Una comunicazione dai toni accesissimi inviata dall’avvocato Michele Lo Foco alla direzione di Ciak mette a nudo le criticità della riforma del Tax Credit e il futuro incerto delle produzioni nazionali

Il noto avvocato Michele Lo Foco ha scosso l’ambiente cinematografico con una lettera aperta indirizzata a Flavio Natalia, direttore della storica rivista Ciak. Al centro della durissima critica troviamo lo stato attuale in cui versa il cinema italiano, descritto come un settore ormai privo di vitalità e lontano dai reali interessi del pubblico.

Un’industria sostenuta artificialmente?

L’avvocato Michele Lo Foco punta il dito contro un sistema che, a suo dire, sopravvive solo grazie ai massicci contributi statali. Nonostante i fondi pubblici, le sale cinematografiche restano desolatamente vuote. “Il silenzio sulla morte delle sale è assordante”, sembra suggerire il legale, sottolineando come la critica specializzata eviti spesso di affrontare le verità più scomode riguardanti i flop al botteghino e la qualità delle produzioni recenti.

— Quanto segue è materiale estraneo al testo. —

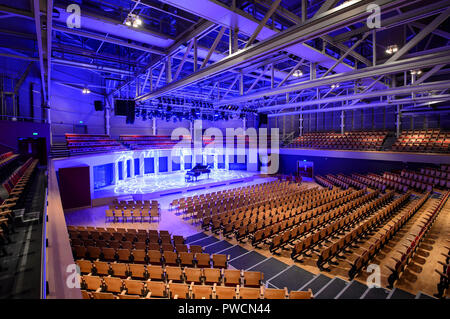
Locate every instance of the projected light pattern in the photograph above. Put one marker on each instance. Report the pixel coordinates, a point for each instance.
(161, 182)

La denuncia contro l’ottimismo di facciata

Secondo Michele Lo Foco, testate come Ciak dovrebbero assumere un ruolo più incisivo invece di limitarsi a celebrare un mondo che non esiste più. Il cinema italiano necessita di una riforma profonda che rimetta al centro lo spettatore e non solo la gestione dei finanziamenti. “Le bugie sui numeri non aiutano l’arte”, emerge dalla missiva, che invita a una riflessione collettiva sul futuro della settima arte nel nostro Paese.